Комедия, трагедия, драма; безумная сцена, разыгрываемая на кладбище в сумерках. Я выполз из могилы без надгробия и знал только, что я мужчина. И все же кто я?
Я стал обшаривать взглядом свое тело, лежащее на траве. Под слоем грязи я увидел темный костюм, местами порванный и выцветший. Ткань покрывала тело высокого мужчины, худое, с плохо развитой мускулатурой и плоской грудью. Мои руки, шуршащие по телу, были длинными и жилистыми; это были не руки рабочего. Я ничего не знал о своем лице, хотя ощупал рукой каждую деталь. В одном я был уверен: какова бы ни была причина моей «смерти», я не был физически искалечен.
Я силой заставил себя подняться. Воздвигся на ноги и споткнулся о траву. В течение нескольких минут меня одолевало пьянящее ощущение невесомости, но постепенно земля под ногами стала твердой. Я чувствовал на лбу прохладный ночной ветер, с неописуемой радостью слышал стрекотание сверчков с болота. Я обошел надгробия, посмотрел на затянутое тучами небо, почувствовал сырость.

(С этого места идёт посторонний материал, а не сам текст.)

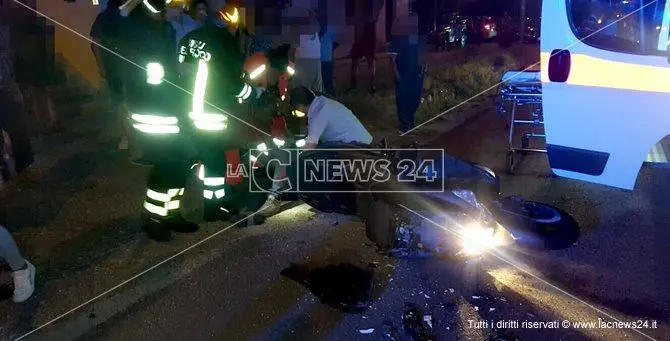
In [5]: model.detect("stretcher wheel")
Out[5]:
[521,136,530,155]
[365,201,397,249]
[507,151,518,174]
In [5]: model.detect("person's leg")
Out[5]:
[0,89,34,172]
[143,157,198,241]
[321,61,334,95]
[310,59,324,93]
[0,226,36,303]
[367,55,377,93]
[0,226,28,271]
[395,75,411,133]
[405,70,423,130]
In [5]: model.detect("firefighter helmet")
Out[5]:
[219,3,240,25]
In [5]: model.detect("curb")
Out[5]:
[18,202,303,341]
[390,96,495,147]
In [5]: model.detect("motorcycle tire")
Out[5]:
[507,201,580,250]
[365,200,397,249]
[524,201,579,250]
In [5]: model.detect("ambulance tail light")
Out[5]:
[548,50,572,83]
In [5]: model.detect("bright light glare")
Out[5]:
[461,223,496,256]
[272,137,286,147]
[249,64,266,79]
[147,63,165,85]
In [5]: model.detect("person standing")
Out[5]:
[0,25,34,175]
[351,12,377,93]
[389,9,427,134]
[319,0,335,95]
[295,9,323,92]
[0,225,36,303]
[90,0,129,150]
[166,0,209,46]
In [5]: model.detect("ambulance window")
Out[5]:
[568,0,670,54]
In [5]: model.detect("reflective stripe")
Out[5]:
[168,188,184,198]
[198,165,205,181]
[133,124,179,134]
[192,59,209,114]
[214,188,226,199]
[144,201,167,217]
[272,137,286,147]
[147,189,174,202]
[189,112,228,122]
[242,86,254,100]
[165,200,179,211]
[249,64,265,79]
[236,84,254,100]
[147,63,165,85]
[204,178,226,186]
[144,0,160,14]
[130,114,179,125]
[193,121,228,131]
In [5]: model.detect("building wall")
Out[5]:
[37,0,102,88]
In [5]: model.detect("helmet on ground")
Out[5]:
[219,3,240,25]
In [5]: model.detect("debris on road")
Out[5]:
[402,302,435,341]
[382,320,400,341]
[423,315,433,329]
[281,263,374,313]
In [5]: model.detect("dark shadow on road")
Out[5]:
[3,150,113,229]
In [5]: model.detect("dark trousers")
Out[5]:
[395,71,423,132]
[0,88,33,172]
[143,158,189,221]
[321,61,333,94]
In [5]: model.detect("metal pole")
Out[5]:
[519,0,526,41]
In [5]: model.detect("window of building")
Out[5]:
[568,0,670,54]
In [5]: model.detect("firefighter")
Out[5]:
[119,0,198,241]
[244,45,295,210]
[178,3,266,225]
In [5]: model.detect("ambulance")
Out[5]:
[540,0,670,190]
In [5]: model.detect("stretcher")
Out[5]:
[497,71,547,173]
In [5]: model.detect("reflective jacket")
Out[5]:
[120,8,187,135]
[178,23,256,141]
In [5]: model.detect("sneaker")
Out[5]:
[204,203,236,222]
[119,136,130,150]
[260,195,282,214]
[12,261,36,303]
[230,213,266,227]
[142,218,172,242]
[166,216,200,233]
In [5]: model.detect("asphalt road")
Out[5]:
[11,107,670,340]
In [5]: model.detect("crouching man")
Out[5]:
[291,87,372,149]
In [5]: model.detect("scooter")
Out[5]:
[291,141,579,257]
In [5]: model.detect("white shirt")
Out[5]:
[305,96,372,144]
[295,33,321,59]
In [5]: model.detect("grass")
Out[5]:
[336,47,523,132]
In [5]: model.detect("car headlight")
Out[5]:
[461,223,497,256]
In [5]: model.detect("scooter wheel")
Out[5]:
[507,151,517,174]
[365,201,397,249]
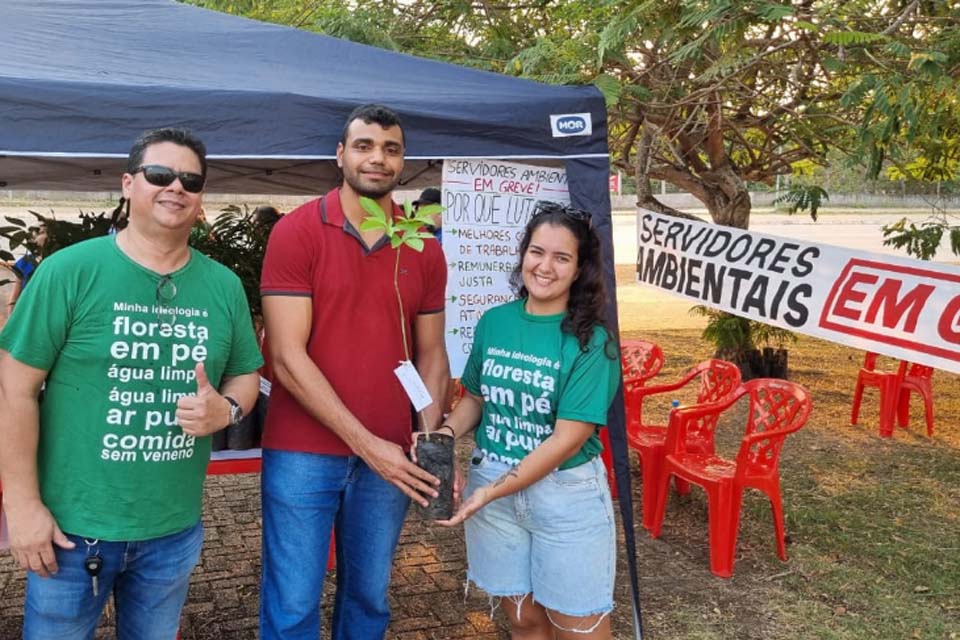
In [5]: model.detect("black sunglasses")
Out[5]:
[131,164,207,193]
[532,200,593,227]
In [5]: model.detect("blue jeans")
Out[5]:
[23,522,203,640]
[260,449,410,640]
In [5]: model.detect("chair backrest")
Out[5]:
[863,351,933,382]
[687,359,741,442]
[737,378,813,476]
[907,362,933,378]
[620,340,663,386]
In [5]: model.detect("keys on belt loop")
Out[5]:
[83,538,103,598]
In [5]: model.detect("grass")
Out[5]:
[618,264,960,640]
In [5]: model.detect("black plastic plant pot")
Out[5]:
[417,433,455,520]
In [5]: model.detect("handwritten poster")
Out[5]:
[442,160,570,378]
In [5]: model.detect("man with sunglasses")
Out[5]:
[260,105,450,640]
[0,129,262,640]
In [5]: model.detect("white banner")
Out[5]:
[443,160,570,378]
[637,210,960,373]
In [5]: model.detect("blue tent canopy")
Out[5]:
[0,0,639,636]
[0,0,607,193]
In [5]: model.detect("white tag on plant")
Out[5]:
[393,360,433,411]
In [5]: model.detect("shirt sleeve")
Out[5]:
[0,258,76,371]
[223,280,263,376]
[557,328,620,426]
[417,238,447,314]
[260,209,319,296]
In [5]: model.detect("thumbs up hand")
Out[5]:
[176,362,230,437]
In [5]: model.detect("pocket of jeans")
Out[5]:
[547,460,598,489]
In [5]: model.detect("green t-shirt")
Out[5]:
[462,300,620,469]
[0,236,262,541]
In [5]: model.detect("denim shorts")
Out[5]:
[464,452,616,617]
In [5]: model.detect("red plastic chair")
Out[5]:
[650,378,812,578]
[850,352,933,438]
[600,340,663,499]
[627,360,740,529]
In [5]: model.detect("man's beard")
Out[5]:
[343,166,400,200]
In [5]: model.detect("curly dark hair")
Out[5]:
[510,200,613,355]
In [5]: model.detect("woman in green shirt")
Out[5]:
[439,202,620,640]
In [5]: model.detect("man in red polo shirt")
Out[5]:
[260,105,450,640]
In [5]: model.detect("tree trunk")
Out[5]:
[703,165,751,229]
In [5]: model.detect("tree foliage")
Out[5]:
[184,0,960,238]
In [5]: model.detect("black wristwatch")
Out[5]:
[223,396,243,427]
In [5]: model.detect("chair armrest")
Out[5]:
[635,369,700,400]
[664,385,746,454]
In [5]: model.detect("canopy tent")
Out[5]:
[0,0,639,636]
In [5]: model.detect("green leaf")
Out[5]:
[593,73,621,109]
[394,219,424,232]
[360,196,387,222]
[360,218,387,231]
[623,84,653,102]
[823,31,887,47]
[757,3,793,22]
[417,204,443,218]
[403,236,423,251]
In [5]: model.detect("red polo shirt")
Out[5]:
[260,189,447,455]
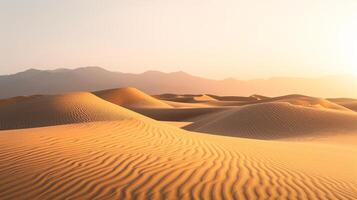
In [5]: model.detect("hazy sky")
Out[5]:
[0,0,357,79]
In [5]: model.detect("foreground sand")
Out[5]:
[0,119,357,199]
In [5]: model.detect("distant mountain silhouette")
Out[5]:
[0,67,357,98]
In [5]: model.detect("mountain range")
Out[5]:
[0,67,357,98]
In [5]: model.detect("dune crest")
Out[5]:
[93,87,171,108]
[0,92,148,129]
[185,102,357,139]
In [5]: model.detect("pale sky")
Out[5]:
[0,0,357,79]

Но мой разум пребывал в отстранении, отчуждении, борясь с невидимыми демонами сомнения. Кто я такой? Что мне было делать? Я не мог бродить по чужим улицам в таком растрепанном виде. Если я попадусь властям, меня примут за сумасшедшего. Кроме того, я никого не хотел видеть. Этот факт я осознал совершенно неожиданно.
Я не желал видеть ни огней, ни людей. Я был… другим.
Это было ощущение смерти. Может, я все еще?..
Не в силах вынести эту мысль, я лихорадочно искал ключи к разгадке. Я перепробовал все способы пробудить дремлющие воспоминания. Бесконечно шагая сквозь ночь, борясь с хаосом и смятением, борясь с серыми облаками, которые цеплялись за мой мозг, я бродил взад и вперед по пустынному закутку кладбища.
Измученный, я уставился на светлеющее небо. А потом мои мысли даже самые запутанные, улетучились. Я знал только одно — потребность в покое, покое и забвении. Было ли это желание смерти? Я поднялся из могилы только чтобы вернуться обратно?
Я не знал и не хотел знать. Повинуясь необъяснимому, но всепоглощающему порыву, я, спотыкаясь, добрался до развалин своей могилы и прокрался внутрь, зарывшись, как крот, в благодатную тьму, в то время как земля обрушилась на меня. «Здесь достаточно воздуха, — пришла мысль, — чтобы я мог дышать, лежа в разбитом гробу».
Моя голова откинулась назад, и я устроился в гробу, чтобы уснуть.
Бормотание и грохот стихли вдали, под действием снов, которые я не мог вспомнить. Эти грезы постепенно умирали и вырастали в реальность, пока я не сел, толкая мокрую землю так, что она попадала вокруг меня. Я был в могиле!
Опять этот ужас. Почему-то я надеялся, что это сон, и пробуждение могло привести меня к благодарной реальности. Но я был в могиле, и над головой завывала буря. Я пополз вверх.
Все еще была ночь — вернее, инстинкт подсказывал мне, что ночь наступила снова. Должно быть, я проспал сутки напролет. Эта буря не пускала людей на кладбище, не давала им обнаружить развороченную землю и ее обитателей. Я вылез на поверхность, и дождь хлестал на меня с небес, обезумев от гнева. И все же я был счастлив, счастлив за ту жизнь, которую знал. Я пил дождь; гром восхищал меня, словно был симфонией; я восторгался изумрудной красотой молнии. Я был жив!
Вокруг гнили и рассыпались трупы, и вся ярость высвобожденных стихий не могла наполнить их ни искрой бытия, ни воспоминанием. Мои собственные скудные мысли, моя убогая жизнь были бесконечно драгоценны по сравнению с теми телами, что лежали внизу. Я обманул червей, пусть же воет буря! Я бы завыл вместе с ней, разделил с ней эту космическую шутку.